Some of Guy’s former coworkers describe an average bohemian Brooklynite whose love for expressing ‘extremely controversial views’ in the spirit of debate rendered him obnoxious and somewhat toxic.

“I just thought he was a fucked up kid” said a former employer who recalled letting Sands go from a position at his Greenpoint establishment, telling Bushwick Daily that he later instructed employees to ban Sands from the premises after too many ‘contrarian’ debates.

A former coworker describes Sands as a “sweet guy” and “never saw him treat anyone differently,” but whose radicalization into an “armchair fascist” caused rifts in their social circle.

“Everybody was really surprised… it was hard to connect the two things. It definitely broke up a lot friendships.”

A YouTube channel Sands maintained at the time hosts moody black and white videos of the cafe owner lip syncing to languidly strummed songs with titles like “Woe” and “Valhalla”. Across the top of the page, slightly out of focus, a long haired Sands glowers in front of an American flag.

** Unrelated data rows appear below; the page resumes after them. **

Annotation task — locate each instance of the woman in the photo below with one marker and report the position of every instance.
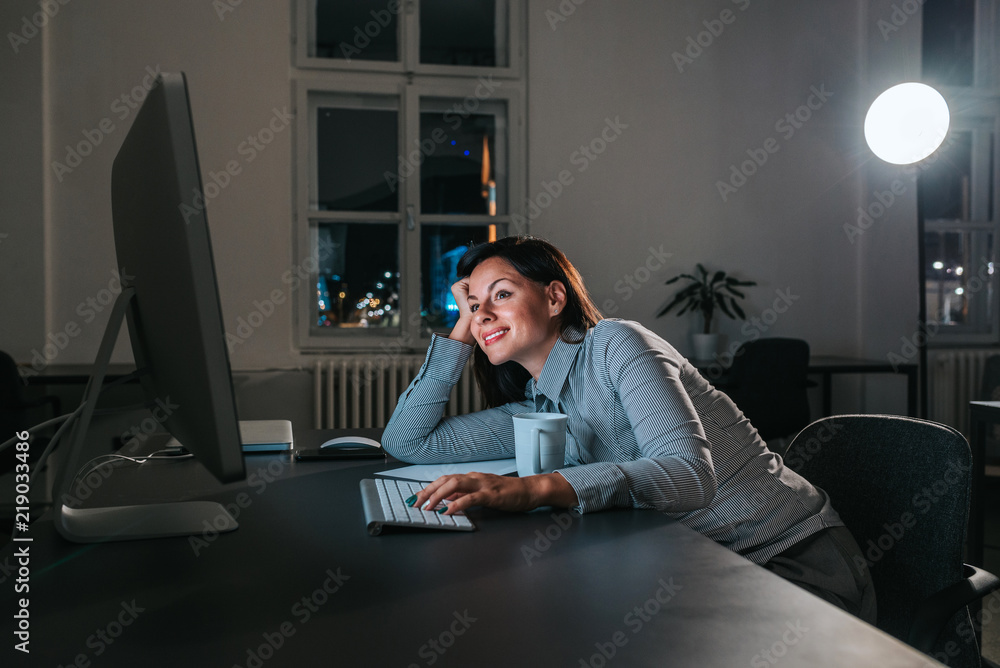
(645, 429)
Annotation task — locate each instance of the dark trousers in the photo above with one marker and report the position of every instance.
(830, 565)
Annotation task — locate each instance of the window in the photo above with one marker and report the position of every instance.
(409, 148)
(959, 184)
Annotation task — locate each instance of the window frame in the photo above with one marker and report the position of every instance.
(976, 109)
(408, 40)
(312, 85)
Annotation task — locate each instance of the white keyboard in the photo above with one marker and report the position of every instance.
(384, 500)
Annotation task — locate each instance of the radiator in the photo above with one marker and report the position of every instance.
(956, 379)
(354, 391)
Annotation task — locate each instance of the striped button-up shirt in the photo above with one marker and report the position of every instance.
(645, 430)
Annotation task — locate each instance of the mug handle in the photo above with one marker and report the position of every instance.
(536, 448)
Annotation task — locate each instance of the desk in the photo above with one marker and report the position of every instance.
(982, 415)
(73, 374)
(300, 583)
(827, 365)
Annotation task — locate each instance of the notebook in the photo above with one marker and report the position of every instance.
(266, 435)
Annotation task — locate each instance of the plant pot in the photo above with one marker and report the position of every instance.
(705, 346)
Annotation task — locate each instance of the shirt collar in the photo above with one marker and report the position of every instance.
(557, 365)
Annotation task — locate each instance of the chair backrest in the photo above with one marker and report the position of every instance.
(902, 487)
(768, 382)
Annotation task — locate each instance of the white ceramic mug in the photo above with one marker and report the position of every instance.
(539, 442)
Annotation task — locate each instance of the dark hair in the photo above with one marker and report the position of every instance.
(541, 262)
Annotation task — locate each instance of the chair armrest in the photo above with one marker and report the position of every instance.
(931, 615)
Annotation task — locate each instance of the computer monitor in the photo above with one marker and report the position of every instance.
(171, 301)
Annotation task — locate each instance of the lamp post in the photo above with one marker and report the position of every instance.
(904, 125)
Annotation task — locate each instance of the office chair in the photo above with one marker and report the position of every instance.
(768, 382)
(902, 486)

If Sands seems more like a pedantic hippie dork turned Trump supporter than a Neo Nazi street thug, and if a perky breakfast joint seems like an odd choice of venue for such a personality, both certainly fit the post Charlottesville profile of white supremacist as tiki torch wielding suburban internet geek. Perhaps the more alarming fact is that there might not be such a big difference between the two anymore.  

Sands’s denial to Gothamist: “I was very naive to think that I could hear other opinions that would not bring guilt by association”, doesn’t quite track, considering his time seems to have been spent doing a bit more than hearing opinions. However, central to the controversy is Sands’s choice to name the cafe after himself, after already publicly associating his personal brand with such toxicity. It’s a decision that does seem to display a remarkable naïveté- or is it a confidence of a bolder, more unsettling nature?

“He was a bit of a narcissist,” said the former acquaintance.

Guy Sands did not respond to Bushwick Daily’s request for comment and the cafe currently remains closed.